Imperative programming

Imperative programming

In computer science, imperative programming is a programming paradigm that describes computation in terms of statements that change a program state. In much the same way as the imperative mood in natural languages expresses commands to take action, imperative programs define sequences of commands for the computer to perform.

The term is used in opposition to declarative programming, which expresses "what" needs to be done, without prescribing "how" to do it in terms of sequences of actions to be taken. Functional and logical programming are examples of a more declarative approach.

Imperative, procedural, and declarative programming

Procedural programming is imperative programming in which the statements are structured into procedures (also known as subroutines or functions); the terms are often used as synonyms, but the use of procedures has a dramatic impact on what imperative programs look like and how they are constructed. Heavily procedural programming, in which state changes are localized to procedures or restricted to explicit arguments and returns from procedures, is known as structured programming; from the 1960s onwards, it has been propagated as a technique to improve the maintainability and overall quality of imperative programs. Object-oriented programming extends this approach.
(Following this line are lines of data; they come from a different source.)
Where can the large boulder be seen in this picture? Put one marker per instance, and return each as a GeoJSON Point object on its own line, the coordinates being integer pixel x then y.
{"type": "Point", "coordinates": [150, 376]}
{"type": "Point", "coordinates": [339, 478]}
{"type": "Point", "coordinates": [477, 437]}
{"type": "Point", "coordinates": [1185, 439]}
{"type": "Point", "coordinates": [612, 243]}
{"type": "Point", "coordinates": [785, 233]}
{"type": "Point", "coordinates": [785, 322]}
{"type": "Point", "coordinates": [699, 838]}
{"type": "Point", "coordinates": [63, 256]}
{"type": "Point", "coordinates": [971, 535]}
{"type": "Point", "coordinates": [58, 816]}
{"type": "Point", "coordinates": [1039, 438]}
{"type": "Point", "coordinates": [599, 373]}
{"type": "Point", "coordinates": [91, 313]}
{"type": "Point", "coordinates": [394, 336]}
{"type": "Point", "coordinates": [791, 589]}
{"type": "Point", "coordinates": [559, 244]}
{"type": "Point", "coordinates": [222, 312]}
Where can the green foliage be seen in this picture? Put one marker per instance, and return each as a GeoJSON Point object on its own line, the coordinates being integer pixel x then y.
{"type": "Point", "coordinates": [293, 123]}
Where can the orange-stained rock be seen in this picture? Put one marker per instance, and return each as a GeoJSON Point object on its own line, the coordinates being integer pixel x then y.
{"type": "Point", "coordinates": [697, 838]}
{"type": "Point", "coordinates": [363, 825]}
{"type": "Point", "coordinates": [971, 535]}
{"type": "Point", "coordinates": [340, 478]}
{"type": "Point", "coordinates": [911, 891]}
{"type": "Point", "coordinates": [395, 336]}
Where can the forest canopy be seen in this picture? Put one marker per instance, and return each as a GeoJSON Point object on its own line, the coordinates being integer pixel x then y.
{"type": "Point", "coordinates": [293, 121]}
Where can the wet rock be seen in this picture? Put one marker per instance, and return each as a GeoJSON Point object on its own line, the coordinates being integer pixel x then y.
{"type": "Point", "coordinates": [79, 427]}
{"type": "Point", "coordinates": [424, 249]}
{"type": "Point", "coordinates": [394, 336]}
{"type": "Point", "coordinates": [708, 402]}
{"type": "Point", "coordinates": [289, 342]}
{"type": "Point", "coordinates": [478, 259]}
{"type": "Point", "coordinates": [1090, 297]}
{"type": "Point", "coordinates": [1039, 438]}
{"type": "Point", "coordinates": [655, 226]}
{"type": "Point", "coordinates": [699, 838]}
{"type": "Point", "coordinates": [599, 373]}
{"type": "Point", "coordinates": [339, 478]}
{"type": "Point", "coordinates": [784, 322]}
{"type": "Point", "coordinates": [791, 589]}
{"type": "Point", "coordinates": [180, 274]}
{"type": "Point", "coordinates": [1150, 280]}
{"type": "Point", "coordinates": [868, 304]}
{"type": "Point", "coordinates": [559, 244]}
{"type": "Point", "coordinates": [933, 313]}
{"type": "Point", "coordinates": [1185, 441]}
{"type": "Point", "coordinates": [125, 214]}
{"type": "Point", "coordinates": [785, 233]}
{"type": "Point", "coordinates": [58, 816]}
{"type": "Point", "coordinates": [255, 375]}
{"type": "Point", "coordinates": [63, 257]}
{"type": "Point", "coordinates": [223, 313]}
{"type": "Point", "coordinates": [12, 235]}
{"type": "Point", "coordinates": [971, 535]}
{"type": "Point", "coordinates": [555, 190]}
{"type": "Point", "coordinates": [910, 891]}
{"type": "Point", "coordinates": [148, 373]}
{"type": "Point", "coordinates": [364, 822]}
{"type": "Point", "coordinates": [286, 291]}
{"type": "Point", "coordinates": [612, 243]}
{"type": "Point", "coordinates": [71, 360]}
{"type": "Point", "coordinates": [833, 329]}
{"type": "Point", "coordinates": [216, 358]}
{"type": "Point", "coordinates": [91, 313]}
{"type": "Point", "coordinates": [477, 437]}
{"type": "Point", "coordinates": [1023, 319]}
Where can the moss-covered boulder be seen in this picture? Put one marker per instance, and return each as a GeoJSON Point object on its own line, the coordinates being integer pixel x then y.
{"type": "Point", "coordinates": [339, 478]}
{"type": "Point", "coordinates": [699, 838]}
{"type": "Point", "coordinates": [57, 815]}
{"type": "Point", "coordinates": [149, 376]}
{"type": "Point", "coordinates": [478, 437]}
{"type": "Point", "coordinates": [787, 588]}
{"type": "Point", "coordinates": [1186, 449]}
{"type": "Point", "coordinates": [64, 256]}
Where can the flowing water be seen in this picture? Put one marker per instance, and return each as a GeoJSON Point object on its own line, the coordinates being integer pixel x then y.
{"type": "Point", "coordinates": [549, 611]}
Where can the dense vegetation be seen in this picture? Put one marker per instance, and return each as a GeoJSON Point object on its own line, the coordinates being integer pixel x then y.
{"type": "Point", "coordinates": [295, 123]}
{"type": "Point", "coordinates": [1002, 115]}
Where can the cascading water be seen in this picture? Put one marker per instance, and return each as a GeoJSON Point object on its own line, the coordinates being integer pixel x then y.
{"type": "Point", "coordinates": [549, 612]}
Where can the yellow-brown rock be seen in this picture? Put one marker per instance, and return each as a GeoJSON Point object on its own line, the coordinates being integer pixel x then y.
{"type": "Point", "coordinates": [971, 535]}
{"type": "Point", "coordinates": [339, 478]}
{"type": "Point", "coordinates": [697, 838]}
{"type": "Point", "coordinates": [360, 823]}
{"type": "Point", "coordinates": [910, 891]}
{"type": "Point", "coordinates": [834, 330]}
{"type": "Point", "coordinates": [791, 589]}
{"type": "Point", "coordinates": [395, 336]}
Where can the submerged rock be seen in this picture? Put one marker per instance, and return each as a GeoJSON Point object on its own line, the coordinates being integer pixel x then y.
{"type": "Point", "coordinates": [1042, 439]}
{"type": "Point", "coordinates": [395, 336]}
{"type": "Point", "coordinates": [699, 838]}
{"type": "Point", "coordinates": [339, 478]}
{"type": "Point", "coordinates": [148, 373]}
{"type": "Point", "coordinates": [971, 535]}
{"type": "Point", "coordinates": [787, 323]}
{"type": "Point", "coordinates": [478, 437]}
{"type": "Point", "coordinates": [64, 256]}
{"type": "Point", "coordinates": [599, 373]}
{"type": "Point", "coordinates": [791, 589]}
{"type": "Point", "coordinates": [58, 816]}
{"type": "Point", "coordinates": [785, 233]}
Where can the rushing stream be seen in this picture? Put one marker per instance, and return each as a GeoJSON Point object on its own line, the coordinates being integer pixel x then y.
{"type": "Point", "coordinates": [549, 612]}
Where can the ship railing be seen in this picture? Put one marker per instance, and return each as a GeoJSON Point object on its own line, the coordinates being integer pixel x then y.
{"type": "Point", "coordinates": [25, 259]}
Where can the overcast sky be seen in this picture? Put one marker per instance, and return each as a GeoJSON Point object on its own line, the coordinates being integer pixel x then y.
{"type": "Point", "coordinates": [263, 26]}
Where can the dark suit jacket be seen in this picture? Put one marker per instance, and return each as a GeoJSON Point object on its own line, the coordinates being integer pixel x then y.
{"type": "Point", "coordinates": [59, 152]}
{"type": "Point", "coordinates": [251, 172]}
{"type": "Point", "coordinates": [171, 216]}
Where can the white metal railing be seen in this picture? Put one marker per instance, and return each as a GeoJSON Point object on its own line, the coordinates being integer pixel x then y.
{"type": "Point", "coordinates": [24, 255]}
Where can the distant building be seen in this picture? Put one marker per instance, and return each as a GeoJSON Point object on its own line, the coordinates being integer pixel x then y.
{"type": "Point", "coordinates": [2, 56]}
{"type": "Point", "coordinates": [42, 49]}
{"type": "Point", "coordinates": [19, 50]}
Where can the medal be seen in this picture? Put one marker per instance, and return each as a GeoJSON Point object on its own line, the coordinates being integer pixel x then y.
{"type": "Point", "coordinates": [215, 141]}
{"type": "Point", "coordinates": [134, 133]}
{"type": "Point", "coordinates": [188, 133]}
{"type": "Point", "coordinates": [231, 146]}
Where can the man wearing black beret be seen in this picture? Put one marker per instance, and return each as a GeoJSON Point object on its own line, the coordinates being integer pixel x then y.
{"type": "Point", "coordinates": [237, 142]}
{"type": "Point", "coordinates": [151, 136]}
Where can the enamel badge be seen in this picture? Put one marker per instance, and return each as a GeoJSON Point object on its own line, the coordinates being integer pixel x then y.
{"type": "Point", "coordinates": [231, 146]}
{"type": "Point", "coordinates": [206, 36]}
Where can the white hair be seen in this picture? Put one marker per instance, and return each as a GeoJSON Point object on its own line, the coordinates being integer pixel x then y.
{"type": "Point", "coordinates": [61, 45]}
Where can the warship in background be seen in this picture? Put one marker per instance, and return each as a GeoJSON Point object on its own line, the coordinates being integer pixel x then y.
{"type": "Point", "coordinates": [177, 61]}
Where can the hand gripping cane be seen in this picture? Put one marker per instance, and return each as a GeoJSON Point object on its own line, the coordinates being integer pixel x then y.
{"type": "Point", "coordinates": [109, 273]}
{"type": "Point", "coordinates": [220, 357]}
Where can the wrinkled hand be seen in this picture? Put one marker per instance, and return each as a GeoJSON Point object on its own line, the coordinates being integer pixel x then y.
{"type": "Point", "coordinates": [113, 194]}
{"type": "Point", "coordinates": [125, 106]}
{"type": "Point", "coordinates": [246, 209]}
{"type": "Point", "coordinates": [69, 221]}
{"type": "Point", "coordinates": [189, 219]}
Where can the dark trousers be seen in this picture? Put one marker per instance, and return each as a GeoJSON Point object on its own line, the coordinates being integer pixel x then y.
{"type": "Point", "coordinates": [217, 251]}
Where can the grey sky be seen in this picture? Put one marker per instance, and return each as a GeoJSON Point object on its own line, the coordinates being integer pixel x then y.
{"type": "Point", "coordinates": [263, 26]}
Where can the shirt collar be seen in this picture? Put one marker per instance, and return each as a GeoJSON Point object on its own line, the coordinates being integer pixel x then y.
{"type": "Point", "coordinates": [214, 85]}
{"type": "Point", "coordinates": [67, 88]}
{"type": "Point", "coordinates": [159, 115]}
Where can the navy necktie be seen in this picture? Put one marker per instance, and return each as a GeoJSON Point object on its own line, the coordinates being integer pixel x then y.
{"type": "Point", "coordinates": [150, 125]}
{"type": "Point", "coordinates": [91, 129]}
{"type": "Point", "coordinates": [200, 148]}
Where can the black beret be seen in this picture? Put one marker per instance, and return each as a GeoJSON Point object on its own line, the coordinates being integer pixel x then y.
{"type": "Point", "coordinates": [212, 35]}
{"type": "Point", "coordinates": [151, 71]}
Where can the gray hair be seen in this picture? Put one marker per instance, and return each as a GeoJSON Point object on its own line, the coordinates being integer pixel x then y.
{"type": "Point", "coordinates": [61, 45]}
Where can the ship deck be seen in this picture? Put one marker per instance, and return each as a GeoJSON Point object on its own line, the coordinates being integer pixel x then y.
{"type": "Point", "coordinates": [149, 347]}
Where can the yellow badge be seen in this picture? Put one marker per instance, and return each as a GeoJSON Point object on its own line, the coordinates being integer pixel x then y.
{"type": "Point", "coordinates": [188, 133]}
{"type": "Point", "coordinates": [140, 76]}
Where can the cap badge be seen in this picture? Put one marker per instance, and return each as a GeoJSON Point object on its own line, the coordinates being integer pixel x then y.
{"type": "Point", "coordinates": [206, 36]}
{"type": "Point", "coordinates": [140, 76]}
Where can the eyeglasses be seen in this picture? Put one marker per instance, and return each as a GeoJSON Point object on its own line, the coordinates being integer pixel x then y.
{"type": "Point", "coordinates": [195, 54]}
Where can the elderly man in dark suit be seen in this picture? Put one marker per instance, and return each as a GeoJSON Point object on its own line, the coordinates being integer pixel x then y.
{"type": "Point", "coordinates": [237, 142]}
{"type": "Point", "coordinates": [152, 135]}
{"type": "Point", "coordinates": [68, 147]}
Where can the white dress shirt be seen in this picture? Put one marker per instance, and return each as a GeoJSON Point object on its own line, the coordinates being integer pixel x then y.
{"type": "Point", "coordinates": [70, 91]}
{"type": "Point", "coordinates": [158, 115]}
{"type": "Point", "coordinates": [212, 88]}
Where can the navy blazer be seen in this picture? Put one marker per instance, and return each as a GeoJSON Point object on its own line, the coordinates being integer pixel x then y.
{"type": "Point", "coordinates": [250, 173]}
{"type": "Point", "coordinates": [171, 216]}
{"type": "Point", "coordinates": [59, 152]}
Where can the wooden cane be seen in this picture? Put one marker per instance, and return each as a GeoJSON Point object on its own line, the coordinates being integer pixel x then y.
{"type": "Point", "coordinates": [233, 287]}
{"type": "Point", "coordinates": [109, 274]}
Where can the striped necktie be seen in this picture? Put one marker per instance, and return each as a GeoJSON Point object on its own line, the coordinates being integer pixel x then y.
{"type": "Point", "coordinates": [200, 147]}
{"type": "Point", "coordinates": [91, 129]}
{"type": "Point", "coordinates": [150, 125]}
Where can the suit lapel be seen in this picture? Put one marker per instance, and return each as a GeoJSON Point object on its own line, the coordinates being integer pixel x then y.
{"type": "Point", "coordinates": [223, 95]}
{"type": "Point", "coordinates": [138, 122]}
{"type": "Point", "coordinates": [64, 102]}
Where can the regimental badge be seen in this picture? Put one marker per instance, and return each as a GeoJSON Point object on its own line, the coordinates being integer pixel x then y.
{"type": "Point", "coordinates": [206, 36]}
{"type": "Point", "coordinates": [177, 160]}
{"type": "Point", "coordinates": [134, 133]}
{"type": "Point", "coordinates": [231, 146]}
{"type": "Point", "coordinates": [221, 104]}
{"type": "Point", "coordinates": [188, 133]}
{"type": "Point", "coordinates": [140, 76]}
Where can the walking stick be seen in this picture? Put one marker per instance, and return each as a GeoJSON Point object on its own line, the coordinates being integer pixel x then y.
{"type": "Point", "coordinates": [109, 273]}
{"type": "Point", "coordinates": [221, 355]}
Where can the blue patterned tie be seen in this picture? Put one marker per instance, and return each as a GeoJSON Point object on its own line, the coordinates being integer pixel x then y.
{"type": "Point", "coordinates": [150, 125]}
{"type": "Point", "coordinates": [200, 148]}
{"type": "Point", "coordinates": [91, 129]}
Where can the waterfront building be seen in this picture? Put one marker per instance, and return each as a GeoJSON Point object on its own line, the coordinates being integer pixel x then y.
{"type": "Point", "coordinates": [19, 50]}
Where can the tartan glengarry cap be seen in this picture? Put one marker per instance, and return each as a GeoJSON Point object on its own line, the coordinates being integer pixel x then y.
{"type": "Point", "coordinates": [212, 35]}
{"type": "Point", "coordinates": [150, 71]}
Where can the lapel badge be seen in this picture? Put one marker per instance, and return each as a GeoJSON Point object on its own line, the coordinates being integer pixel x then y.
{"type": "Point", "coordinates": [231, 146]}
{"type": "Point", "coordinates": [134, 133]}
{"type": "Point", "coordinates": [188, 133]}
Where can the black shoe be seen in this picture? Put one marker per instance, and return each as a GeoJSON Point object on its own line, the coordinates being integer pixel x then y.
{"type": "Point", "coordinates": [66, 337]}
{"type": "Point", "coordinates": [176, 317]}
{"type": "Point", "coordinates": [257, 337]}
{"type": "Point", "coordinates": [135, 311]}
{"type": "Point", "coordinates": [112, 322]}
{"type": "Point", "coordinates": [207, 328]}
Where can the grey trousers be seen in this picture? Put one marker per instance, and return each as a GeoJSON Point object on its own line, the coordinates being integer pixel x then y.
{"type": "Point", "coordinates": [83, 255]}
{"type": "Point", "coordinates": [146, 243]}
Procedural programming is a step towards declarative specification: by just looking at the names, arguments and return types of procedures, and comments added by the programmer, we can often understand what a procedure is supposed to do without understanding how. At the same time, a complete program is imperative: it fixes the statements to be executed and their order of execution to a large extent. A more radical application of this approach leads to functional or logical programming.

In a pure functional language, such as Haskell, all functions are without side effects, and no explicit state or state changes exist at all. This leaves much room for the implementation to perform smart optimizations, but also more room to do things in a suboptimal way; it becomes harder for the programmer to control the performance of programs. In addition, some tasks are difficult to specify in a purely functional way.Therefore, most functional languages, e.g. Lisp, OCaml and Erlang, still allow explicit assignment, and thereby, support arbitrary mixes of procedural and functional programming.

A similar situation exists for logical programming languages such as Prolog, and database query languages such as SQL: while declarative in principle, they still support a procedural style of programming, which is often employed in practice.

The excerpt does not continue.